Please send us an email [at least] the night before.

Please consider asking via Piazza first, for everyone to see a reply.

**Course
description**

This course covers several foundational topics in sequential decision making. We start with multi-armed bandits, and proceed to contextual bandits, a generalization motivated by several real-world applications. We cover the main algorithms, performance guarantees and lower bounds, along with applications in the industry. We also discuss “offline off-policy evaluation”: performance assessment techniques for real-world online systems. The remainder of the course concerns the more general problem of reinforcement learning, from small-state MDPs to recent extensions that handle large state spaces.

*Throughout, the course will primarily focus on the
theoretical foundations, with some discussion of the practical aspects.*

**Prerequesites **

Exposure to algorithms and proofs at the level of an undergraduate algorithms course (CSOR 4231). Graduate ML course (COMS 4771) or current enrollment therein. If you do not meet these, please email the instructors.

**Coursework and assessment**

A final project, letter grade. The project will involve a mix of reading, coding, and/or original research on a course-related topic of your choice.

**Tentative topics**

- Fundamental algorithms for multi-armed bandits:
- IID rewards: UCB1, Successive Elimination
- adversarial rewards: multiplicative weights, follow-the-leader, EXP3/EXP4
- Bayesian/IID rewards: Thompson Sampling

- Advanced topics in multi-armed bandits (*)
- Lower bounds
- structured action spaces (e.g., Lipschitz, linear, combinatorial)
- global constraints ("bandits with knapsacks")
- connections to game theory and mechanism design

- Contextual Bandits (CB)
- CB with classification oracle: Epsilon-greedy, "Taming the Monster"
- CB with linear rewards: LinUCB
- Off-Policy Evaluation

- Reinforcement Learning
- MDPs, Value functions, Value Iteration, Q-Learning
- R-MAX, lower bounds
- Bellman Rank and resulting algorithm

**Resources**

Some of the lectures will be based on chapters from this book draft. For the rest, reading and/or lecture notes will be provided.
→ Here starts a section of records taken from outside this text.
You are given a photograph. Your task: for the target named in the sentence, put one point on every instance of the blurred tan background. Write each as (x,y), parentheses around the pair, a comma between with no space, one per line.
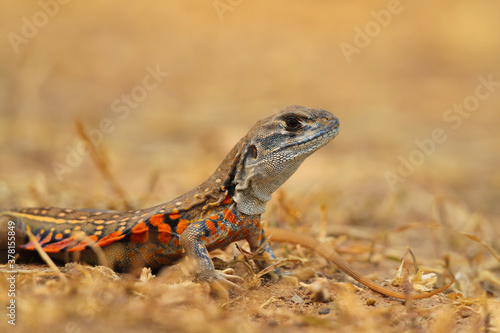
(230,64)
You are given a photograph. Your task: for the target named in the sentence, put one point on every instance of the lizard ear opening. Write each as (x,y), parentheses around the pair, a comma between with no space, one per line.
(253,151)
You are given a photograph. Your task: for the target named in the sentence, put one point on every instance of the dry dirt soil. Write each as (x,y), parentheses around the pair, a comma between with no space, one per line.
(416,86)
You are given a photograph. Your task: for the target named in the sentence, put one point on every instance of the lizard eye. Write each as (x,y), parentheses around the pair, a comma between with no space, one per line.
(253,151)
(292,123)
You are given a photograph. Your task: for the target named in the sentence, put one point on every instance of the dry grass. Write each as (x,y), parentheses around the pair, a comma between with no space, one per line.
(224,76)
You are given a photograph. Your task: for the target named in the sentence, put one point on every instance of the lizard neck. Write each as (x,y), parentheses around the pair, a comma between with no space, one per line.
(252,191)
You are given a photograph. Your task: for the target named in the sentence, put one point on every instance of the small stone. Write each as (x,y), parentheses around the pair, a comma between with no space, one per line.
(324,310)
(297,299)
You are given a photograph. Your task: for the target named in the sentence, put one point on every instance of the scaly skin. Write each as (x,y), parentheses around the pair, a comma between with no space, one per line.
(224,209)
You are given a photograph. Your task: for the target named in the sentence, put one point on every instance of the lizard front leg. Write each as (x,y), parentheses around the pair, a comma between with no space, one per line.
(260,246)
(211,232)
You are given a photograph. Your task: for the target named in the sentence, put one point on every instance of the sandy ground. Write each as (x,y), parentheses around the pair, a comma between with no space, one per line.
(166,89)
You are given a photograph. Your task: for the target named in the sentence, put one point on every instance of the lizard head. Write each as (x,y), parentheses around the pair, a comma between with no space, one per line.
(273,150)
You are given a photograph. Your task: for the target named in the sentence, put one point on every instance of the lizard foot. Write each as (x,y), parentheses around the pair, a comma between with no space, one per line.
(221,282)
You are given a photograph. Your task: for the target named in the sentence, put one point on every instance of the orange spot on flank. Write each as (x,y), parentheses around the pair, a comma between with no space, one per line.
(111,238)
(227,200)
(230,216)
(164,233)
(174,216)
(57,247)
(181,226)
(140,233)
(211,227)
(83,244)
(156,220)
(46,239)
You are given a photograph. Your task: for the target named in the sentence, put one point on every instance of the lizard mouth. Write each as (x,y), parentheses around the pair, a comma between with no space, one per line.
(317,140)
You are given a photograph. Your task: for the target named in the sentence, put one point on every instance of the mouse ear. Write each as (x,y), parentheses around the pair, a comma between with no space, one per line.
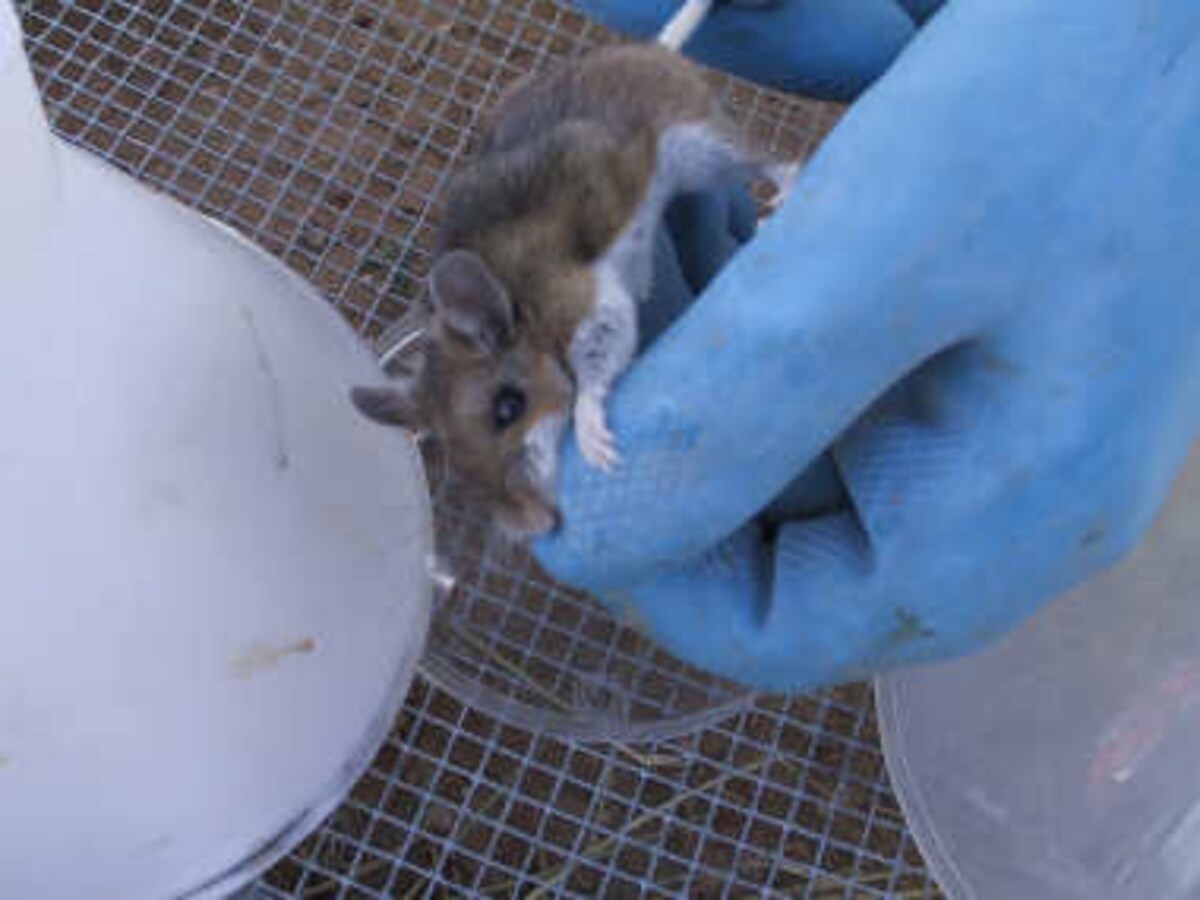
(469,303)
(394,405)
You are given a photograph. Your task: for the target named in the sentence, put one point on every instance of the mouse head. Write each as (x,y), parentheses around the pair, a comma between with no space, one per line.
(495,400)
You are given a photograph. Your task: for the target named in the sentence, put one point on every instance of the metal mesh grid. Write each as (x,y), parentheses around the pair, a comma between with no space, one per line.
(323,130)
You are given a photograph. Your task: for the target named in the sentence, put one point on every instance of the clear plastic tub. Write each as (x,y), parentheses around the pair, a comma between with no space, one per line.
(1065,762)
Some resources on course-related topics are listed below:

- A survey on (non-Bayesian) bandits by Sebastien Bubeck and Nicolo Cesa-Bianchi (2012).
- Prediction, Learning, and Games: a book by Nicolo Cesa-Bianchi and Gabor Lugosi (2006).
- (Brief) lectures on bandit theory by Sebastien Bubeck: part 1 and part 2 (Spring'16).
- A survey
on concentration inequalities by Fan Chung
and Linyuan Lu (2010)

Another survey on concentration inequalities by Colin McDiarmid (1998).

**Concurrent and upcoming courses at Columbia**

- Daniel Russo is teaching a course on dynamic optimization and reinforcement learning in Fall'17 (in the Business School).
- Shipra Agrawal will be teaching a course on reinforcement learning in Spring'18 (in the IEOR department).
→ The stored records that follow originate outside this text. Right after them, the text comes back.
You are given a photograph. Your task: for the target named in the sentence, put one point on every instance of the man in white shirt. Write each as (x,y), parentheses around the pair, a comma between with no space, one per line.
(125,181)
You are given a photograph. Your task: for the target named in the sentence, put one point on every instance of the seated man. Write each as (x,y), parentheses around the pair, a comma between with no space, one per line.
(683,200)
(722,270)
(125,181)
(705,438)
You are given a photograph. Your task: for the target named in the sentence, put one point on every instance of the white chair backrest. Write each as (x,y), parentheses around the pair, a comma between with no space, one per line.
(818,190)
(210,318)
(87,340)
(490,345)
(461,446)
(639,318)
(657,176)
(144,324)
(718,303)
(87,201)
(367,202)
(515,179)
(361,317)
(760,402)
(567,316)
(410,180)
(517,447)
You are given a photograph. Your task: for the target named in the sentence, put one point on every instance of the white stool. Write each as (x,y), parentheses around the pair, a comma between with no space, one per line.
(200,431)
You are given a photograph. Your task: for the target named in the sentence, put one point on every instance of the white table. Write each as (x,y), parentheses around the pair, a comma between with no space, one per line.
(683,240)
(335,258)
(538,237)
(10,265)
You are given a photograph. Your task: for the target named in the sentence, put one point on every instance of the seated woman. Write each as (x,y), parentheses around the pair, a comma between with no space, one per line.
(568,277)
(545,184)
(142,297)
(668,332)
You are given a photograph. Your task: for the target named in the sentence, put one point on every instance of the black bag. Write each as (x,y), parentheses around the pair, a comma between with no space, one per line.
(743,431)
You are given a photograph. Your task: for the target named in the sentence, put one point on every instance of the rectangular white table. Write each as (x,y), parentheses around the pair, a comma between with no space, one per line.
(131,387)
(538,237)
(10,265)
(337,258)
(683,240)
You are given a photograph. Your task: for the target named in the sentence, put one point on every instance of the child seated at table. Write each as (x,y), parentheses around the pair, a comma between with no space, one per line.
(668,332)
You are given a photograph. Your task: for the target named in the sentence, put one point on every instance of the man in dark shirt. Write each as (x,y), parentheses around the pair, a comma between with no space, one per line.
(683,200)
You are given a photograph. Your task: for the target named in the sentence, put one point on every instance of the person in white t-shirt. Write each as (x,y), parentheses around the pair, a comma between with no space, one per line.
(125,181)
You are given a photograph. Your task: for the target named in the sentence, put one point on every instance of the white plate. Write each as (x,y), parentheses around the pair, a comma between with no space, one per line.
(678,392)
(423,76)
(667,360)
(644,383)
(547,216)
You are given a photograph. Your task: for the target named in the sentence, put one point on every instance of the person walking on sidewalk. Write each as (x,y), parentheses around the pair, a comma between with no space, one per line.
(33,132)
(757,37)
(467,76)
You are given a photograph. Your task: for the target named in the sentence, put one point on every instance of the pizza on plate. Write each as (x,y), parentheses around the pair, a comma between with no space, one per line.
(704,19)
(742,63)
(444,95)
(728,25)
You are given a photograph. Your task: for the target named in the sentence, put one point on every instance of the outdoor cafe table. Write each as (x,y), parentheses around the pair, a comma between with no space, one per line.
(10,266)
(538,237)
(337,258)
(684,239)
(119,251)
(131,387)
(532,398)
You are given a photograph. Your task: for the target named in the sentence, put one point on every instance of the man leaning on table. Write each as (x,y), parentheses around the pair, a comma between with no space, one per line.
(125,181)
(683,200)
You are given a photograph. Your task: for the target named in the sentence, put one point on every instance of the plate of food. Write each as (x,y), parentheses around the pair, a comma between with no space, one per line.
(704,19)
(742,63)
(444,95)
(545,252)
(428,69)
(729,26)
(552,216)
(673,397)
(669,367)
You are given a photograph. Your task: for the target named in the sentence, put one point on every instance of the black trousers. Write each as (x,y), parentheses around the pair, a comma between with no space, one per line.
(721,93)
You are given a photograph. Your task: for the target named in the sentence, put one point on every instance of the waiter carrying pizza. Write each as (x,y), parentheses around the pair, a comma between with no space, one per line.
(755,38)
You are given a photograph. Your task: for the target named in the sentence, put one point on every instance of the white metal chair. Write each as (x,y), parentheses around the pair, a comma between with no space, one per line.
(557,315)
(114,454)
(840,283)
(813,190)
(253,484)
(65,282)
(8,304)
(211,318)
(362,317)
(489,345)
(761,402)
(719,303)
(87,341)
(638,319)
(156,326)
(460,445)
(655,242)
Our course focuses more heavily on contextual bandits and off-policy evaluation than either of these, and is complimentary to these other offerings.

**Recent courses with closely related content**

- Shipra Agrawal, Learning and Optimization for Sequential Decision Making, Columbia University, IEOR dept, Spring 2016.
- Alex Slivkins, Bandits, Experts, and Games, University of Maryland, Computer Science Department, Fall 2016.
- Csaba Szepesvari and Tor Lattimore, Bandit Algorithms, University of Alberta (Fall 2016) and Indiana University(Spring 2017).